The bill expands CBP's ability to operate and provide humanitarian assistance abroad and to compensate some foreign victims, aiming to strengthen regional security, but it exposes U.S. personnel and taxpayers to legal, financial, and continuity risks while limiting long-term remedy access for some claimants.
Border communities and U.S. national security: authorizes CBP to build law-enforcement capacity with foreign partners, which can strengthen regional security and help reduce transnational smuggling that affects U.S. border communities.
Law-enforcement personnel and migrants abroad: allows CBP Air and Marine to conduct joint operations and provide search-and-rescue and medical transport in foreign territory, improving rapid humanitarian response and officer support during cross-border incidents.
Foreign civilians harmed by CBP overseas activities: creates a DHS-managed route to seek compensation for damages arising from CBP operations abroad, giving affected individuals a mechanism for remedy (subject to a filing period).
Federal employees and U.S. personnel deployed abroad: authorizes CBP to operate inside foreign territory, which could entangle U.S. personnel in foreign conflicts, increase exposure to legal and operational risks, and complicate command or diplomatic situations.
Taxpayers and DHS domestic missions: allows DHS operating funds to be used to pay foreign claims, which could divert resources from domestic DHS priorities and impose additional costs on U.S. taxpayers.

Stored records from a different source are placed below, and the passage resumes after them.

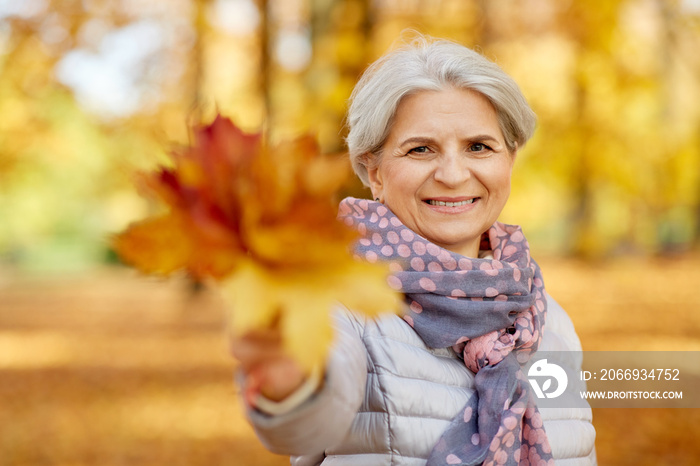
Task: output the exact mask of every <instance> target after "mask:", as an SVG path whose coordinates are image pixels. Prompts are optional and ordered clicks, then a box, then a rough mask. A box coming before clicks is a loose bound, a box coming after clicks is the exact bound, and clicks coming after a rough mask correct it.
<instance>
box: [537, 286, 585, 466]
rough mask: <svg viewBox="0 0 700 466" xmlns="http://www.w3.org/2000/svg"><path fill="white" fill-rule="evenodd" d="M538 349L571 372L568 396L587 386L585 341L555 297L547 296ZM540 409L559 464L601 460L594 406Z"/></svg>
mask: <svg viewBox="0 0 700 466" xmlns="http://www.w3.org/2000/svg"><path fill="white" fill-rule="evenodd" d="M538 352H547V354H548V357H549V358H551V359H552V361H551V362H555V363H556V364H558V365H559V366H561V367H562V368H564V370H565V371H566V372H567V375H568V377H569V386H568V387H567V392H570V393H566V394H565V395H564V396H572V397H577V396H578V393H577V392H578V391H579V390H585V383H584V382H582V381H580V377H579V374H580V370H581V363H582V358H583V354H582V352H581V342H580V341H579V338H578V335H576V331H575V330H574V325H573V323H572V322H571V319H570V318H569V316H568V314H567V313H566V312H565V311H564V309H562V307H561V306H560V305H559V304H558V303H557V302H556V301H555V300H554V299H552V298H551V297H548V299H547V321H546V323H545V330H544V335H543V338H542V343H541V344H540V348H539V350H538ZM550 352H551V353H550ZM540 413H541V414H542V419H543V421H544V428H545V431H546V432H547V436H548V437H549V441H550V444H551V446H552V453H553V455H554V458H555V462H556V464H557V465H558V466H594V465H596V464H597V462H596V454H595V429H594V427H593V424H592V419H593V414H592V411H591V408H590V407H588V406H587V405H586V406H579V407H573V406H571V407H559V408H543V407H540Z"/></svg>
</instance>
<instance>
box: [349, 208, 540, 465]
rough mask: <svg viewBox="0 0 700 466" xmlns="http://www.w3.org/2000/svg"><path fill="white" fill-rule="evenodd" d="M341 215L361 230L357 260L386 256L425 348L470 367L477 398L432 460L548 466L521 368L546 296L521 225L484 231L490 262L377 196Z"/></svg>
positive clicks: (415, 328)
mask: <svg viewBox="0 0 700 466" xmlns="http://www.w3.org/2000/svg"><path fill="white" fill-rule="evenodd" d="M338 217H339V219H341V220H342V221H343V222H345V224H346V225H348V226H350V227H353V228H355V229H357V230H358V231H359V232H360V234H361V235H362V238H361V239H360V240H359V242H358V243H357V244H356V246H355V254H356V255H357V256H358V258H360V259H364V260H367V261H369V262H376V261H387V262H389V264H390V268H391V270H392V275H391V276H390V277H389V279H388V281H389V285H390V286H391V287H392V288H394V289H396V290H398V291H401V292H403V293H404V295H405V298H406V303H407V305H408V306H407V309H406V312H405V315H404V319H405V320H406V322H408V324H409V325H411V327H413V328H414V330H415V331H416V332H417V333H418V335H420V337H421V338H422V339H423V341H425V343H426V344H427V345H428V346H430V347H433V348H446V347H452V348H454V349H455V351H456V352H457V353H458V354H460V355H462V356H463V358H464V363H465V365H466V366H467V367H468V368H469V369H470V370H471V371H472V372H474V373H476V376H475V388H476V394H475V396H472V397H471V399H470V400H469V402H468V403H467V405H466V406H465V407H464V408H463V409H462V410H460V412H459V413H458V414H457V416H456V417H455V418H454V419H453V420H452V421H451V423H450V426H449V427H448V428H447V430H446V431H445V432H444V433H443V435H442V437H441V438H440V440H439V441H438V443H437V445H436V446H435V447H434V449H433V451H432V452H431V455H430V457H429V458H428V463H427V464H428V466H436V465H478V464H484V465H496V464H506V465H550V464H554V460H553V459H552V454H551V452H552V451H551V448H550V445H549V441H548V440H547V436H546V434H545V431H544V428H543V425H542V417H541V416H540V413H539V411H538V410H537V407H536V405H535V403H534V398H533V395H532V392H531V388H530V385H529V384H528V383H527V380H526V379H525V376H524V374H523V372H522V370H521V368H520V364H524V363H526V362H527V361H528V359H529V358H530V355H531V354H532V353H534V352H535V351H536V350H537V346H538V344H539V342H540V339H541V338H542V330H543V327H544V319H545V314H546V302H547V301H546V296H545V290H544V283H543V282H542V275H541V272H540V269H539V267H538V266H537V264H536V263H535V261H534V260H532V258H531V257H530V250H529V246H528V243H527V241H526V240H525V237H524V236H523V233H522V231H521V229H520V227H518V226H513V225H505V224H502V223H499V222H496V223H495V224H494V225H493V226H492V227H491V228H490V229H489V230H488V231H487V232H486V233H484V237H483V238H482V249H486V250H489V249H490V250H491V251H492V252H493V259H473V258H468V257H464V256H462V255H459V254H456V253H453V252H450V251H448V250H446V249H443V248H441V247H439V246H437V245H435V244H433V243H431V242H430V241H428V240H426V239H425V238H423V237H421V236H419V235H417V234H416V233H414V232H413V231H412V230H410V229H409V228H407V227H406V226H405V225H404V224H403V223H402V222H401V221H400V220H399V218H398V217H396V215H394V214H393V213H392V212H391V211H390V210H389V209H387V208H386V206H384V205H383V204H381V203H379V202H374V201H368V200H366V199H362V200H360V199H354V198H347V199H345V200H343V201H342V202H341V204H340V209H339V215H338Z"/></svg>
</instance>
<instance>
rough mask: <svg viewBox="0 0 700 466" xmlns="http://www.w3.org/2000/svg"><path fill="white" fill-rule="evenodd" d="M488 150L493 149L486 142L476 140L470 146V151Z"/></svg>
mask: <svg viewBox="0 0 700 466" xmlns="http://www.w3.org/2000/svg"><path fill="white" fill-rule="evenodd" d="M488 150H493V149H491V148H490V147H489V146H487V145H486V144H484V143H481V142H475V143H474V144H472V145H471V146H469V152H485V151H488Z"/></svg>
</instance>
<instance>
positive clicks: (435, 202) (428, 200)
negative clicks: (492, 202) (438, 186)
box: [425, 197, 478, 207]
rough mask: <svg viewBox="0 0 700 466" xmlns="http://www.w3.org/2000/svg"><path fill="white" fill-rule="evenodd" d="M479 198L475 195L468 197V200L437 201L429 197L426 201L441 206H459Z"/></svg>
mask: <svg viewBox="0 0 700 466" xmlns="http://www.w3.org/2000/svg"><path fill="white" fill-rule="evenodd" d="M477 199H478V198H476V197H473V198H471V199H467V200H466V201H457V202H448V201H436V200H434V199H428V200H427V201H425V202H426V203H428V204H430V205H439V206H446V207H459V206H462V205H467V204H473V203H474V201H476V200H477Z"/></svg>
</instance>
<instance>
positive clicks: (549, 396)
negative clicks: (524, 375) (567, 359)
mask: <svg viewBox="0 0 700 466" xmlns="http://www.w3.org/2000/svg"><path fill="white" fill-rule="evenodd" d="M527 376H528V380H529V381H530V385H532V389H533V390H535V395H537V398H556V397H558V396H559V395H561V394H562V393H564V390H566V385H567V384H568V382H569V378H568V377H567V376H566V372H564V369H562V368H561V366H558V365H557V364H554V363H548V362H547V360H546V359H540V360H539V361H537V362H536V363H535V364H533V365H532V366H531V367H530V370H529V371H527ZM533 377H534V378H533ZM545 377H546V380H545V381H544V383H543V384H542V386H541V387H540V384H539V382H538V381H537V379H538V378H545ZM552 379H555V380H556V381H557V386H556V388H555V389H554V391H552V392H548V390H549V389H550V388H551V386H552Z"/></svg>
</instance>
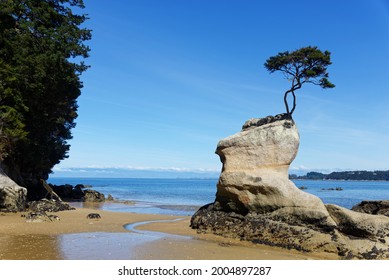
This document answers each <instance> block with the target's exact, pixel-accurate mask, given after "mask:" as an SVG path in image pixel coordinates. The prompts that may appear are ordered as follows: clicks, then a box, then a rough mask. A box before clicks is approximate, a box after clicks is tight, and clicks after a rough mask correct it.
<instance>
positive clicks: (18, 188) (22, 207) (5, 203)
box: [0, 168, 27, 211]
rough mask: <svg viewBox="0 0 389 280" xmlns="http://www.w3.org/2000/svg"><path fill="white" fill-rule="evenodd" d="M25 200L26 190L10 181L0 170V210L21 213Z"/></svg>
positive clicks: (1, 171)
mask: <svg viewBox="0 0 389 280" xmlns="http://www.w3.org/2000/svg"><path fill="white" fill-rule="evenodd" d="M26 199H27V189H26V188H23V187H21V186H19V185H18V184H16V183H15V182H14V181H12V180H11V179H10V178H9V177H8V176H7V175H6V174H5V173H4V171H3V170H2V169H1V168H0V210H1V211H23V210H24V209H25V208H26Z"/></svg>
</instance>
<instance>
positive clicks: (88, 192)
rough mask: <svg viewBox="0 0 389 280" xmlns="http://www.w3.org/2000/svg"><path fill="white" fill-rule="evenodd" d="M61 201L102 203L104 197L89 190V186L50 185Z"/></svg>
mask: <svg viewBox="0 0 389 280" xmlns="http://www.w3.org/2000/svg"><path fill="white" fill-rule="evenodd" d="M50 186H51V188H52V189H53V190H54V191H55V192H56V193H57V195H58V196H59V197H61V199H63V200H65V201H84V202H104V201H105V195H104V194H102V193H100V192H98V191H95V190H91V186H88V185H82V184H77V185H75V186H72V185H68V184H66V185H59V186H56V185H50Z"/></svg>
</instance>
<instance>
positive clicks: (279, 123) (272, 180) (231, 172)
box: [215, 119, 335, 227]
mask: <svg viewBox="0 0 389 280" xmlns="http://www.w3.org/2000/svg"><path fill="white" fill-rule="evenodd" d="M247 123H254V125H252V126H249V125H247ZM257 123H260V124H261V125H260V126H257V125H256V124H257ZM299 143H300V140H299V134H298V131H297V128H296V125H295V124H294V122H293V120H290V119H281V120H275V121H272V122H270V123H265V124H263V121H262V122H261V121H254V120H250V121H249V122H246V124H245V125H244V130H243V131H241V132H239V133H237V134H235V135H232V136H230V137H227V138H226V139H223V140H221V141H220V142H219V144H218V146H217V149H216V153H217V154H218V155H219V156H220V159H221V161H222V163H223V168H222V173H221V175H220V178H219V181H218V184H217V193H216V202H215V207H216V208H218V209H220V210H223V211H226V212H230V211H232V212H235V213H239V214H247V213H249V212H255V213H261V214H265V213H271V215H272V216H273V218H274V219H281V220H282V219H285V218H286V217H288V219H295V220H296V222H297V220H298V221H299V222H304V220H305V219H306V218H307V219H309V220H310V222H311V223H312V222H314V223H315V224H316V225H317V226H319V227H331V226H335V224H334V223H333V221H332V219H330V218H329V215H328V212H327V210H326V208H325V206H324V204H323V203H322V201H321V200H320V199H319V198H318V197H316V196H313V195H311V194H308V193H306V192H303V191H301V190H299V189H298V188H297V187H296V186H295V185H294V184H293V182H291V181H290V180H289V178H288V170H289V165H290V163H291V162H292V161H293V160H294V158H295V157H296V155H297V151H298V147H299Z"/></svg>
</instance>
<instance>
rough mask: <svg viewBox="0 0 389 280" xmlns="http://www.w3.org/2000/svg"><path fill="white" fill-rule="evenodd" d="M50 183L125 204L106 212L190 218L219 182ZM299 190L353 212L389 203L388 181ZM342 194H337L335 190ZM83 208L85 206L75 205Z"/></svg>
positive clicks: (304, 180)
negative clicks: (366, 205) (67, 187)
mask: <svg viewBox="0 0 389 280" xmlns="http://www.w3.org/2000/svg"><path fill="white" fill-rule="evenodd" d="M49 182H50V183H52V184H56V185H62V184H71V185H76V184H84V185H91V186H92V189H94V190H96V191H99V192H101V193H103V194H105V195H106V196H107V195H108V194H111V195H112V196H113V197H114V198H115V199H117V200H125V201H131V202H133V203H131V204H124V203H110V202H108V203H103V204H101V205H100V206H98V207H99V208H100V209H103V210H110V211H119V212H134V213H148V214H165V215H180V216H190V215H192V214H193V213H194V212H195V211H196V210H197V209H198V208H199V207H200V206H202V205H205V204H208V203H210V202H213V201H214V199H215V193H216V183H217V179H143V178H142V179H122V178H111V179H109V178H50V180H49ZM293 182H294V183H295V184H296V186H297V187H305V189H304V190H303V191H306V192H308V193H311V194H314V195H316V196H318V197H319V198H321V199H322V200H323V202H324V203H326V204H337V205H340V206H343V207H345V208H349V209H350V208H351V207H352V206H354V205H355V204H357V203H359V202H361V201H362V200H389V181H313V180H295V181H293ZM337 188H338V189H341V190H336V189H337ZM74 206H78V207H82V206H83V205H82V203H74Z"/></svg>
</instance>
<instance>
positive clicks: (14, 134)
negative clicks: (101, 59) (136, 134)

Foreign claimants and impacted communities: sets a two-year deadline to present claims for damages, which may bar legitimate claimants who cannot meet that timeframe from obtaining compensation.
Based on analysis of 2 sections of legislative text.
Introduced June 23, 2025 by Michael Guest · Last progress November 20, 2025
Amends federal homeland security law to let certain CBP Air and Marine Operations personnel assist foreign governments, including participating in joint operations inside foreign territory when authorized by an arrangement with that government. It defines permitted support (monitoring, tracking, deterrence, humanitarian search-and-rescue and medical assistance, air-traffic-control help, transport, and law enforcement capacity-building) and temporarily allows the Department of Homeland Security to use operating funds to pay certain foreign damage claims arising from those operations, subject to deadlines, reporting to congressional committees, and a five-year sunset on the payment authority.